I’m here in Denver for the National Performing Arts Convention, an event bringing 4,000 artists, organizations, businesses, and patrons together for a conversation about collaboration and advocacy. Despite a rather harrowing trip here (my plane was delayed some five-plus hours due to weather conditions around New York), it’s an exciting and somewhat overwhelming feeling to be a part of this. My nametag lists me as being from “Music with a Capital M,” but I am unofficially here as a current business school student and a future grantmaker. So far, I’ve let my anti-social tendencies get the better of me a bit (I already spent an hour catching up on email at lunch), but I’m looking forward to getting into my networking groove as the conference wears on.
Some thoughts from the first few hours thus far:
- The Colorado Convention Center is enormous. It takes up a double- or triple-size city block, and most of it is being used in some way or other by this conference. Interestingly, the Center is located right across the street from the Performing Arts Complex and has clearly woven art into the permanent design of the space. There’s a giant sculpture of a bear leaning threateningly against the outside of the building, and other sculptures nearby. One of the restaurants in the exhibit hall is called “Sub Culture.” There’s a sound installation of people laughing on the downward escalator that gets louder the further you descend—very subtle and cool. I’m generally not a person who gets caught up in convention center mystique, but I have to admit this is an impressive creation.

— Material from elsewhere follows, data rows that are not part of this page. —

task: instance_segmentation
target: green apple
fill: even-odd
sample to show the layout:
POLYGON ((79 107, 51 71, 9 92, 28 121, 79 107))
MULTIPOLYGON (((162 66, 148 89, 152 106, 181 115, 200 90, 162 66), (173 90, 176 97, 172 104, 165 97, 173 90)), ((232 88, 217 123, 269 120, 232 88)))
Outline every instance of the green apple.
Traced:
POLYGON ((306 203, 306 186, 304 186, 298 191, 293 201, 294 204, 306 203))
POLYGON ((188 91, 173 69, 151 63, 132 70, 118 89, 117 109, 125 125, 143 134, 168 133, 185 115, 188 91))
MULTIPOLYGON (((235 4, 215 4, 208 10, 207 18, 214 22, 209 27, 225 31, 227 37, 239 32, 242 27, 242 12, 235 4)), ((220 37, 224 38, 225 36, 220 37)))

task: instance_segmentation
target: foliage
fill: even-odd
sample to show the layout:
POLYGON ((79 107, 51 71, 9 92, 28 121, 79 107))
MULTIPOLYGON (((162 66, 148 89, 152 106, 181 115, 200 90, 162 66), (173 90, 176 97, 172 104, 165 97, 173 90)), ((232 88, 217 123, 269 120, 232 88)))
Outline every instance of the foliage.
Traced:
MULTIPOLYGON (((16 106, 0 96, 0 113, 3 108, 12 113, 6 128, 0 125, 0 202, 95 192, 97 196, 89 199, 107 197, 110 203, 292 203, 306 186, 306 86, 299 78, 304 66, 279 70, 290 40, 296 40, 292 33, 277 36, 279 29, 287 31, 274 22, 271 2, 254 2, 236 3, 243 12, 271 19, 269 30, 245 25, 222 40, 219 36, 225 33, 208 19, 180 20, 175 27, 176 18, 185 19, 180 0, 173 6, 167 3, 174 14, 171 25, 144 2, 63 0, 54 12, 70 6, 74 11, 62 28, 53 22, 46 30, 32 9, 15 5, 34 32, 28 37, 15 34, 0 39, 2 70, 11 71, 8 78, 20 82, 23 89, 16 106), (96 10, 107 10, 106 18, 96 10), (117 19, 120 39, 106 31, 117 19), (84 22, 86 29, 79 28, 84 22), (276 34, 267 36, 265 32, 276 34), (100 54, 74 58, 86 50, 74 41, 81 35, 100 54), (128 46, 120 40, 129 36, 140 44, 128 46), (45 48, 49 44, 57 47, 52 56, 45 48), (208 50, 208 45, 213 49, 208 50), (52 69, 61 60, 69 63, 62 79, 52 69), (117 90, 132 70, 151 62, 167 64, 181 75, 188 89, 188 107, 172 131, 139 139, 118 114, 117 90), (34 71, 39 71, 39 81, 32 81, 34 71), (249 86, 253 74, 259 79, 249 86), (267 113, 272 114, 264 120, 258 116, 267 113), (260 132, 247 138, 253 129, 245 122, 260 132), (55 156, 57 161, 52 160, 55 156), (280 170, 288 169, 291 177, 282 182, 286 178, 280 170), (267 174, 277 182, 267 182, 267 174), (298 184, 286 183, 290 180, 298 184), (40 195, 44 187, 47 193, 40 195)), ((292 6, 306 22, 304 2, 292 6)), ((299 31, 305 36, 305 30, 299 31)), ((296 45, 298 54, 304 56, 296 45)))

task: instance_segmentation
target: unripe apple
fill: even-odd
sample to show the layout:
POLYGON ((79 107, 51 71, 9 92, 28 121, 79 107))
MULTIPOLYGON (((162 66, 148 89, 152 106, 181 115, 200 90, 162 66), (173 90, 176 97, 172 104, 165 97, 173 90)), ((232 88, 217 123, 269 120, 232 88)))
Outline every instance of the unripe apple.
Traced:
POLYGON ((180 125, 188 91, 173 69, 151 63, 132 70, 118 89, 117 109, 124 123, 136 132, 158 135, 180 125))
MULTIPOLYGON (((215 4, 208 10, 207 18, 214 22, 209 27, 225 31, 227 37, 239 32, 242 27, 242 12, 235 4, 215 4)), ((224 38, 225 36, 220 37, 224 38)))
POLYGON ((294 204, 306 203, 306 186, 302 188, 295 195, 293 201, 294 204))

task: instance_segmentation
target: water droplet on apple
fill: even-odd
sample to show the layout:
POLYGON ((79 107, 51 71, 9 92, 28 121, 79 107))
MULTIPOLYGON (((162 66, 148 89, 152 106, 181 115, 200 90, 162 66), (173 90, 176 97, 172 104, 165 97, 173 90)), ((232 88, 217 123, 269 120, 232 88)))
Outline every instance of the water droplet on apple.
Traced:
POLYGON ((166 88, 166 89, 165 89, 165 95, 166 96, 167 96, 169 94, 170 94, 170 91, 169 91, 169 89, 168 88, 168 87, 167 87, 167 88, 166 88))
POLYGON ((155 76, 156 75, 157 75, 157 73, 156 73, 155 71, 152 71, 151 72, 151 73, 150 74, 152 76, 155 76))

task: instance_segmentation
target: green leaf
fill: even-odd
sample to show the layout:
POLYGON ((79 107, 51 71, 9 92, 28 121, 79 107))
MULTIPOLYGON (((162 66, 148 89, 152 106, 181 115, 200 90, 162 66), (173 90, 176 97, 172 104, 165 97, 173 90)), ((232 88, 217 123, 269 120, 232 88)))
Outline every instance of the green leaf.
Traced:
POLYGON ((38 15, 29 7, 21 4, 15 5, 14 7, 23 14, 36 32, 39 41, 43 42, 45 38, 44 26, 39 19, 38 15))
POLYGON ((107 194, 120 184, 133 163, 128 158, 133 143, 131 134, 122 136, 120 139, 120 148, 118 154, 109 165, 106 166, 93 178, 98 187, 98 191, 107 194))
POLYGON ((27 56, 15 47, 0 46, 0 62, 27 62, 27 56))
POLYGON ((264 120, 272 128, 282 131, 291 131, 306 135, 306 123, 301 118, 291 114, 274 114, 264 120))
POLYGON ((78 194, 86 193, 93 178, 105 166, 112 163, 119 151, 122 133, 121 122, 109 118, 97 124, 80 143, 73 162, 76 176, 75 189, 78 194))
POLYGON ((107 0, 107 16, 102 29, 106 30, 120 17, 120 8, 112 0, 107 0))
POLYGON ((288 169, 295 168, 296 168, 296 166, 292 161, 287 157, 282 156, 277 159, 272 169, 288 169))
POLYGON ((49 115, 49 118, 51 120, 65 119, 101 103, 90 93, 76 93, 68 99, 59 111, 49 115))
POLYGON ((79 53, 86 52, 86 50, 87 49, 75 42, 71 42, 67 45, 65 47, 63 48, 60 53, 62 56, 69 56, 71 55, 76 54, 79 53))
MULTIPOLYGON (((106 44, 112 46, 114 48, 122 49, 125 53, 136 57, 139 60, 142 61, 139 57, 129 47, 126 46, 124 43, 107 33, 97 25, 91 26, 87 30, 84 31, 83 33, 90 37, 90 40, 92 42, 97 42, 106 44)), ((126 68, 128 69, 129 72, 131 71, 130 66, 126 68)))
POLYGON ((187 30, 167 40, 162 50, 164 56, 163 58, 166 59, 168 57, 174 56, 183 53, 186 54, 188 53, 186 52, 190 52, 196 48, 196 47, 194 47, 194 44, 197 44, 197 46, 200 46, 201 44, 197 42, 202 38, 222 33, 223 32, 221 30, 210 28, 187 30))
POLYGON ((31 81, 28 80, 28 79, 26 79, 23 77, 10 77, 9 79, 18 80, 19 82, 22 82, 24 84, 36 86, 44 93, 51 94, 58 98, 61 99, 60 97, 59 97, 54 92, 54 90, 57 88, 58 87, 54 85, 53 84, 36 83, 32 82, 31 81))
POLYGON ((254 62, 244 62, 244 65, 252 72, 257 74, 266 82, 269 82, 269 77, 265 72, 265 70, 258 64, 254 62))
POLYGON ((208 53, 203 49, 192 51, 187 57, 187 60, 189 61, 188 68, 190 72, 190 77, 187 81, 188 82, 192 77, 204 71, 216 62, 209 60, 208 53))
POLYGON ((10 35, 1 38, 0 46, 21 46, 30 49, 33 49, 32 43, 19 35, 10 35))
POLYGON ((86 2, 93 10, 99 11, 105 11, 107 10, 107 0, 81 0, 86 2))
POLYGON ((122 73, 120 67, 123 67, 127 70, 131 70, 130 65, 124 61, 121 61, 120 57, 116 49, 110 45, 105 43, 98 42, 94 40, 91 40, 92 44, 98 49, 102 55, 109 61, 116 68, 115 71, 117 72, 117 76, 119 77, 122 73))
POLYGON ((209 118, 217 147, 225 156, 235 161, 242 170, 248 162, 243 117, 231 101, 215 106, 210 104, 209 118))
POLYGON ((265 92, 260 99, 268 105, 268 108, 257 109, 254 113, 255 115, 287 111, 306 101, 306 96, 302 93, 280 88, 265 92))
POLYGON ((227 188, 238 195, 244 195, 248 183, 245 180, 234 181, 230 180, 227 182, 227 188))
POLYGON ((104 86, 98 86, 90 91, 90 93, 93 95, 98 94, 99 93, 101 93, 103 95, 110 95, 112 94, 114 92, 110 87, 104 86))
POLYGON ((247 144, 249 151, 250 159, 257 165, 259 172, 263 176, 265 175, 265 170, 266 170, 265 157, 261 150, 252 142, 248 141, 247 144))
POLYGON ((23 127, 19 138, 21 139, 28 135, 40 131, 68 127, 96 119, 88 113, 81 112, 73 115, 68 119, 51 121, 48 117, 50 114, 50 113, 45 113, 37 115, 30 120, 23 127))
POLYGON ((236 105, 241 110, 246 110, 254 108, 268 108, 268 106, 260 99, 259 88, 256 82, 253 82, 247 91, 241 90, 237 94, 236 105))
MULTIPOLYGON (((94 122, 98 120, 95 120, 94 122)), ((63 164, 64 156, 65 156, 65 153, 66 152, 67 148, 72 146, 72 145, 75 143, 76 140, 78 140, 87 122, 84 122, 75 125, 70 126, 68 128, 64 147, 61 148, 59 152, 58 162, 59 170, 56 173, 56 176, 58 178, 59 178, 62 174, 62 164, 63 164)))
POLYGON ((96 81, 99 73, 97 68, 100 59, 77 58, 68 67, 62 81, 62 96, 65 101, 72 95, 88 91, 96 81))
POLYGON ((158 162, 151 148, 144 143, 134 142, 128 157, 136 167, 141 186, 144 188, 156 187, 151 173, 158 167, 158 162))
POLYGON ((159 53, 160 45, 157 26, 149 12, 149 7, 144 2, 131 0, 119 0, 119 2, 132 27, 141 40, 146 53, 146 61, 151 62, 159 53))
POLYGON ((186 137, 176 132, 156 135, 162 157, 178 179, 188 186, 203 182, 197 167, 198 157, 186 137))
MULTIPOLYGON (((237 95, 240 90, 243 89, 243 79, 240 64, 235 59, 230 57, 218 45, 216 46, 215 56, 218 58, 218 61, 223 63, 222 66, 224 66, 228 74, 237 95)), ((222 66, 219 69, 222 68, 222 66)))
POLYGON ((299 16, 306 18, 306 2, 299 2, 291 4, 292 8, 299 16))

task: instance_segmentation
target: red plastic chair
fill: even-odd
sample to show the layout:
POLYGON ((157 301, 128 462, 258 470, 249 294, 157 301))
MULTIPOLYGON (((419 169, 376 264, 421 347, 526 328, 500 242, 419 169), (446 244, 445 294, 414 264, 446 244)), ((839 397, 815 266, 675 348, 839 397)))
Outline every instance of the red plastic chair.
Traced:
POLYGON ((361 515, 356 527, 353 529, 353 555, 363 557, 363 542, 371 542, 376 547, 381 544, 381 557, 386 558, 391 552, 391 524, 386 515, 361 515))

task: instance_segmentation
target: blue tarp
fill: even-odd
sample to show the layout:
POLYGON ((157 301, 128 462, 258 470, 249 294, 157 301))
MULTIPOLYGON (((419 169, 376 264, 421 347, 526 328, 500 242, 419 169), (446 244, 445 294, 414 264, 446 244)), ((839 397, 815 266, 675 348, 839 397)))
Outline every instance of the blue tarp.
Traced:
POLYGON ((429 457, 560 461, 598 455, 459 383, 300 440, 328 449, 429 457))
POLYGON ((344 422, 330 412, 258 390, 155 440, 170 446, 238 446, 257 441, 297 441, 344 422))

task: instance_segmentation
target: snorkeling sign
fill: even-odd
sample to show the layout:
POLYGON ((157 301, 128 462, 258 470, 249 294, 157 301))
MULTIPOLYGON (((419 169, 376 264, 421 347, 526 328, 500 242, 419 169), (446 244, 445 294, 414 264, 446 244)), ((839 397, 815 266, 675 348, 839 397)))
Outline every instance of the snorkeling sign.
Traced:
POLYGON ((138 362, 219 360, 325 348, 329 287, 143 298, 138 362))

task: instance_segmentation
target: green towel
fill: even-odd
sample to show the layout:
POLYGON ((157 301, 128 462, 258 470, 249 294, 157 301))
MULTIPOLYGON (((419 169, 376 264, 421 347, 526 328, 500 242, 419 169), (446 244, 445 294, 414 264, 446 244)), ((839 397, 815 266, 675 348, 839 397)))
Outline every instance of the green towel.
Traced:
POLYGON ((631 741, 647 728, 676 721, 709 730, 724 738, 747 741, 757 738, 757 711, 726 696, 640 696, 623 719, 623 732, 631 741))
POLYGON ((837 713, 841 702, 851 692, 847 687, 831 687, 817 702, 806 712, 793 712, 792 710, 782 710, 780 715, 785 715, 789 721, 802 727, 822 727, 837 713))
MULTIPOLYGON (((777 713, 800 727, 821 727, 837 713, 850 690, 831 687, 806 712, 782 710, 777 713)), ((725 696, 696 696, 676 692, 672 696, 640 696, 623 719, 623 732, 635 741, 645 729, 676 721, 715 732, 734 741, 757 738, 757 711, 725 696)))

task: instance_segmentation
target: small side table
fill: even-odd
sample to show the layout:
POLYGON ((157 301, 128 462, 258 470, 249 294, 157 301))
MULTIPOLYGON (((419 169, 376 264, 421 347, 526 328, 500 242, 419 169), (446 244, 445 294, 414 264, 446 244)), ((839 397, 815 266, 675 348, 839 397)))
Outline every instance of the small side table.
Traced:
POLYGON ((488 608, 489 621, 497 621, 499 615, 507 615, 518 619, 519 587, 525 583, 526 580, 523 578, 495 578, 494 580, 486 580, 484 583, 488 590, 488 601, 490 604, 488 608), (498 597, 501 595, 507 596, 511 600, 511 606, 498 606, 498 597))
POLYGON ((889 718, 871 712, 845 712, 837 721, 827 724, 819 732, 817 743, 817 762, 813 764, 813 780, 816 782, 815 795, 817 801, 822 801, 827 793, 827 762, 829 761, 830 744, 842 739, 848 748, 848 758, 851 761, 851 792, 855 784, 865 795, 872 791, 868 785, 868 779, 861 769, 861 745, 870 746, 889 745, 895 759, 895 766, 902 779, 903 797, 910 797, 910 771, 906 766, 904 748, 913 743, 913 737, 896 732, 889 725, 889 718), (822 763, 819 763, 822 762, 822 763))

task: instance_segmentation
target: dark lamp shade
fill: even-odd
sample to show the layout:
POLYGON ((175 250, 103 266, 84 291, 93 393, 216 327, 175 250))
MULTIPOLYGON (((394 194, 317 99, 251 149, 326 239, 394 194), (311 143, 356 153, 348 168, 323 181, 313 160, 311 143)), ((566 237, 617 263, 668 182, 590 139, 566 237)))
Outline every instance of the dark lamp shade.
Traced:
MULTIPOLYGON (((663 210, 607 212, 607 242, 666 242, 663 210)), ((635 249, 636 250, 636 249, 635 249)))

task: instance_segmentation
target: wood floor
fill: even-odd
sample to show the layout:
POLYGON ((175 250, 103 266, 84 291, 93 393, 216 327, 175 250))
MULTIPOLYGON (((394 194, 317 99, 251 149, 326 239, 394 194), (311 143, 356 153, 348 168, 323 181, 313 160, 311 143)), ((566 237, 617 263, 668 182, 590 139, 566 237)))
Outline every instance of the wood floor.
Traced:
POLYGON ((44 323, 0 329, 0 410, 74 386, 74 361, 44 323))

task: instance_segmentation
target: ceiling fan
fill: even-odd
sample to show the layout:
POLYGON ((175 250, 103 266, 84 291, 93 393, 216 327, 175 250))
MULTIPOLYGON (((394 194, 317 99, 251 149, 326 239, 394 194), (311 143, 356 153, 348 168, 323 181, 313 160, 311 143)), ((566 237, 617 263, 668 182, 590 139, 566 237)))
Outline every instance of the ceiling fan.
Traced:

- The exhibit hall has a fun but sort of hokey setup that’s modeled after an actual street map, in an effort to evoke the ideal “Arts Town.” Tables are given “addresses” like “905 West 5th Street” which corresponds to an actual location within the hall. It’s cute, I guess. Some of the exhibitors really went all-out, though, like this lighting company and a two-floor costume/lighting/sound/scenery exhibit that was the United States’ entry into the Prague Quadrennial.
- The opening convocation featured a speech from Dana Gioia, who reported that the Interior Subcommittee had recommended an NEA budget for next year of $160 million, which if approved would represent an 11% increase from last year. Still way too little, but you have to hand it to Gioia (seemingly one of the few competent appointees from the Bush administration), who despite years of right-wing leadership and economic turmoil will leave the NEA in a much stronger position than when he started. Addresses by Anna Deveare Smith (who is awesome) and Bill Rauch followed, and Denver Mayor John Hickenlooper (what a great name!) capped it off with a honkey-tonk piano performance before his speech.
- There’s a definite political edge to this conference, and a palpable excitement among the attendees about recent developments in the news. Perhaps not surprising given the deep-blue political leanings of most artists, but I’m a bit surprised at how much it’s come up in the opening session. The collectivist worldview in evidence is in stark contrast to the pro-competition ethos in my other life.
- Still at the opening convocation: in the middle of the Mayor’s presentation, actors come up from the audience and begin a performance of scenes from Shakespeare, in English and Spanish, sandwiched around a modern dance routine juxtaposing ballet-esque moves with two breakdancers, all accompanied by video scenes of Denver in the background. A little cheesy, but…damn, I love that they’re integrating actual art into this thing! Solo trumpet performance? Check. African choral music with hand percussion (sung by middle-aged white men, of course)? You got it. Okay, but now we’ve got more theater and this is starting to drag on a bit. Gotta know when to fold ‘em, guys. Ooh, but serious lesbionic flirtatiousness on stage! Scandalizing! Never mind, carry on. Back to Romeo & Juliet and it ends with the Mayor reciting the closing lines of the play. Wow—not what I expected!
- Consultant Eric Booth, who played a role in putting the conference together, calls NPAC a “structured improvisation.” Word.
That’s it for now, will have more later!
“Food is always at the intersection of art and community.” – Bill Rauch.